I haven’t been to the doctor’s office in years and I don’t plan to, any time soon. I’m in my late twenties and I feel invincible. When does that invulnerable feeling stop? At thirty? Forty? Lord knows I have seen enough men, including the men in my family, cling hard to that “untouchable feeling” even into their fifties. I look harder than ever before at the men older than me. Fathers, uncles, older co-workers, bosses, even the men on television, and it seems to be that the one real qualifier for manhood is the need to appear strong, even to a fault.

Pride.

As men, pride is what drives us to endure and strive for great things, but also to lie and to hurt others, even those close to us. So great is the need for us to appear strong and in control that we push away loved ones and deceive, and I admit that I have done my fair share of both. The question I keep asking myself is, “how do I be a good man?”. To me, a good man is one is strong, but knows when to exercise patience and compassion, one who provides for his family even when he is neither loved nor appreciated (and that is paraphrasing from Breaking Bad season three, a show which I am hopelessly addicted to). We all want to be the hero: the man who is needed and beloved. The one thing I have so much trouble reconciling with is asking for help. I would rather die in a ditch than ask for help, but so many times I find myself in the situation where I need to ask or accept help.

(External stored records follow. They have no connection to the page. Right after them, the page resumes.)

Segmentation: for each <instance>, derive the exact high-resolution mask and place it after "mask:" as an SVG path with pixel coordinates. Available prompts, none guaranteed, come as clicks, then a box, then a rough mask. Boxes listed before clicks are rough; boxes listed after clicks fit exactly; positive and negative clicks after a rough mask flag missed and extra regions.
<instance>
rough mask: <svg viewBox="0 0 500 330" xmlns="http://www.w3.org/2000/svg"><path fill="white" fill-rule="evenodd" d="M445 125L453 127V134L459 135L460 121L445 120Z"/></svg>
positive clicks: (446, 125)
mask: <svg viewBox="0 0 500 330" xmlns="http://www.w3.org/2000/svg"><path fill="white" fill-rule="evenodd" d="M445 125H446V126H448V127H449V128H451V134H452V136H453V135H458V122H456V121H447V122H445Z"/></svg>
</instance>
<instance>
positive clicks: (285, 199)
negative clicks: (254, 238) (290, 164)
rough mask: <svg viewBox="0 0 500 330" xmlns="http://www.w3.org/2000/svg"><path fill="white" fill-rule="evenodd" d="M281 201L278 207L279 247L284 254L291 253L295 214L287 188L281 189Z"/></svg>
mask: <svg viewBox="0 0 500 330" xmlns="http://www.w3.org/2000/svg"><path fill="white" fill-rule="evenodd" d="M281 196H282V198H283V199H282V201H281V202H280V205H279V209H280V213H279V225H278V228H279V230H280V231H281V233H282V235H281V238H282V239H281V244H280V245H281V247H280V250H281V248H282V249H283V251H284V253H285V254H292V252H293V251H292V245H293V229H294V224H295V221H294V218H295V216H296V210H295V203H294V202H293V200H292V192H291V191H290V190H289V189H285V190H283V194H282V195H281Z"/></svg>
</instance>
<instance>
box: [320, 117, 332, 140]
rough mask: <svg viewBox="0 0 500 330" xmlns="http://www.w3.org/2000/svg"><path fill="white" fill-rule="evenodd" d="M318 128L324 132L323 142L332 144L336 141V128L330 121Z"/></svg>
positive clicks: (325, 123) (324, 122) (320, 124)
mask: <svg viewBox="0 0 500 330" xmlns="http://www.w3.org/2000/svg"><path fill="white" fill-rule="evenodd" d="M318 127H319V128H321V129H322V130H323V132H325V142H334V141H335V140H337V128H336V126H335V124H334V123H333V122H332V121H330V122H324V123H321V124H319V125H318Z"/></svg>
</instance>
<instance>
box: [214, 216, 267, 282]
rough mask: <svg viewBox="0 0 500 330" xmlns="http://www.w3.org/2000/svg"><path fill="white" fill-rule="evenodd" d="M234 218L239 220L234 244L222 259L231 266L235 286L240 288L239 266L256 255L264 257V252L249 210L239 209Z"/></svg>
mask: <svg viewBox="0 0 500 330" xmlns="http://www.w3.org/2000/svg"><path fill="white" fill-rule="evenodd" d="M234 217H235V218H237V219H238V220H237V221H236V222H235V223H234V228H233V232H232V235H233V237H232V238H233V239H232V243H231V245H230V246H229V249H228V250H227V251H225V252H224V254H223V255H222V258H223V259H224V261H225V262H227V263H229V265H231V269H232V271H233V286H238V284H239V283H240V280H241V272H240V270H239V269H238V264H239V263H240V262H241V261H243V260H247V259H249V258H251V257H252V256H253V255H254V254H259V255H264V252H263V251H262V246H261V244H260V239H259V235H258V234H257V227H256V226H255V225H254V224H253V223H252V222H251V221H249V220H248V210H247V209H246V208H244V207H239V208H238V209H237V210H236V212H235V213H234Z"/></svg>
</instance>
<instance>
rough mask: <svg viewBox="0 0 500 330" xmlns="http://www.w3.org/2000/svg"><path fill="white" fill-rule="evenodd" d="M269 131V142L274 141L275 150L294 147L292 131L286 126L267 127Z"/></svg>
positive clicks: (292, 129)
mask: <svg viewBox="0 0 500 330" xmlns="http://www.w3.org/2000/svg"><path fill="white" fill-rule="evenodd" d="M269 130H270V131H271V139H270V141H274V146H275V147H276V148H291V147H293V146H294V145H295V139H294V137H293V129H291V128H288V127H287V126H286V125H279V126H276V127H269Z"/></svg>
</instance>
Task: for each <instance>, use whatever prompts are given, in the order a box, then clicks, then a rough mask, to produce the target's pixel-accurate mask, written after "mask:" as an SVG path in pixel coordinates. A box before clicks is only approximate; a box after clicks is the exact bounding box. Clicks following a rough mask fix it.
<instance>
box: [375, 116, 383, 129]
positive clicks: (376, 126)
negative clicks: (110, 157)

Bill Burr had a great bit on manhood, where he jokes about how anything that shortens your life makes you more of a man. In the societal sense, he is completely right. But once a man has a wife and children, his life is no longer his own. It’s funny to me how so many of us men rush to that marital situation, where we are no longer in control of our lives, where we are responsible for children and wives. For me, it’s hard to give up that freedom, but I remember some of the most amazing young women I’ve met, and I know I would give up that “freedom” in a second to be with them. I like to imagine building a life with a woman I love and having children, and all of a sudden, asking for help seems like such a small thing.